What We Have is a Failure To Communicate
Apr 27, 2011

Several weeks ago, there was a link to a petition that was posted on our Vaccinate Your Baby Facebook page.  The petition was in objection to an anti-vaccination ad running every hour from April 11th – 28th on the large CBS jumbotron in New York City’s Times Square. 
If you didn’t know much about the organizations who have sponsored the ad – the National Vaccination Information Center (NVIC), in conjunction with Mercola.com – you just might think that they were providing viewers with government sponsored vaccine information.  The concern is that this couldn’t be further from the truth.  These two organizations are directly opposed to the government’s public health efforts and childhood vaccinations. 

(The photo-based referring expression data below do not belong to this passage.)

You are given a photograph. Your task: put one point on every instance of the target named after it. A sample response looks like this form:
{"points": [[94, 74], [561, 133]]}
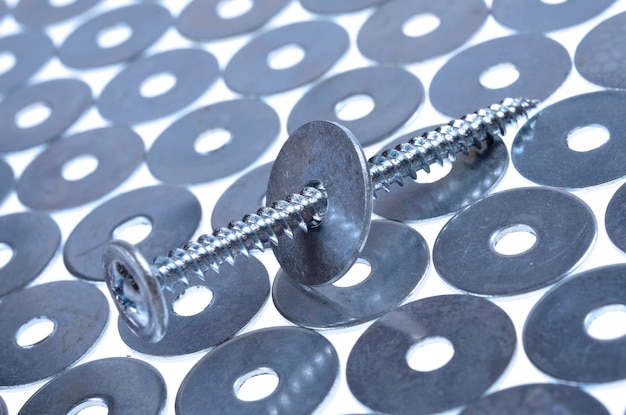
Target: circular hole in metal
{"points": [[256, 384], [34, 332], [587, 138], [420, 24], [79, 167], [607, 322], [513, 240], [499, 76], [429, 354], [354, 107], [192, 301]]}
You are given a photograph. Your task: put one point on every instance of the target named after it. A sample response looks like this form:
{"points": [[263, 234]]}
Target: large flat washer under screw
{"points": [[481, 333], [42, 185], [79, 311], [326, 153], [391, 280], [564, 227], [305, 362], [555, 339], [173, 212], [124, 385], [540, 151]]}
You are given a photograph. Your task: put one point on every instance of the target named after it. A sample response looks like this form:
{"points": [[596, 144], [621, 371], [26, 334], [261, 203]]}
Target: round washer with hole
{"points": [[542, 64], [389, 283], [79, 312], [555, 336], [173, 213], [43, 185], [397, 94], [147, 22], [123, 385], [122, 99], [465, 252], [252, 125], [201, 20], [382, 38], [483, 338], [250, 72], [66, 99], [540, 150], [305, 362]]}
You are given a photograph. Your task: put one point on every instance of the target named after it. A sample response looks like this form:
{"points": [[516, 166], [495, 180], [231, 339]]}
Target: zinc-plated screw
{"points": [[137, 286]]}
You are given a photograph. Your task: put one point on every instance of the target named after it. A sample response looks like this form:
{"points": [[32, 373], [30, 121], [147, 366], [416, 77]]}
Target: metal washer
{"points": [[397, 94], [555, 339], [253, 127], [125, 385], [67, 100], [541, 154], [173, 212], [325, 253], [147, 22], [34, 239], [464, 253], [543, 65], [200, 19], [481, 333], [382, 39], [194, 69], [389, 283], [323, 43], [42, 185], [305, 362], [79, 311], [239, 292]]}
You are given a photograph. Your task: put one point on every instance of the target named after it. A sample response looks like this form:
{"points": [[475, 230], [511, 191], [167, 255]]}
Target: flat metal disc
{"points": [[388, 284], [464, 253], [201, 20], [382, 38], [34, 239], [253, 127], [124, 385], [305, 362], [555, 338], [540, 151], [483, 338], [173, 212], [194, 69], [542, 63], [397, 94], [147, 22], [79, 312], [42, 185], [239, 292], [322, 42], [325, 152], [472, 176], [67, 100]]}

The debate over this ad is quite complex.  However, in a recent Salon.com article, Dr. Parikh does a fine job of highlighting some of the most critical concerns with this anti-vaccination messaging.     
One particular concern raised by this ad is one of ethics.  If advertising messages are harmful to the health of the general population, is there no one who has a responsibility to restrict those messages?   Should the organization that is selling the advertising space be held accountable for the advertising messages they display?   Dr. Parikh explores these questions among others, and acknowledges his many concerns.    
He explains that while we’ve become “savvy ad consumers, who roll our eyes at the claims of weight loss pills and miracle products,” he objects to the ad because he feels it is disguised as a public service announcement that ultimately directs parents to dangerous anti-vaccine messaging. 
Dr. Parikh is also surprised by the “lack of outrage from the medical and public health community.”  He explains that while “rational vaccine advocates remain quiet and polite”, claims about the dangers of vaccines go unchallenged.  This is why he is calling for a “strong dose of passion” along with a campaign of powerful and unforgettable messages that emphasize a pro-vaccine position.  Messages that will remind us that there are lives at stake here. 
While the American Academy of Pediatrics has expressed concerns about this ad in a letter to CBS Outdoor, (the company responsible for placing the ad on the jumbotron), Dr. Parikh fears that this effort has not been forceful enough.  He suggests that if the public health community and medical professionals would have the same audacity as NVIC, then perhaps it would be a fair fight. 
For now, we are left to wonder, who will step up? Just how much of this information will be allow to go unchallenged?  More importantly, how can we do a better job of communicating the importance of immunizations? 
As more and more views of this ad drive traffic to the NVIC website, it appears that we do, indeed, have a failure to communicate.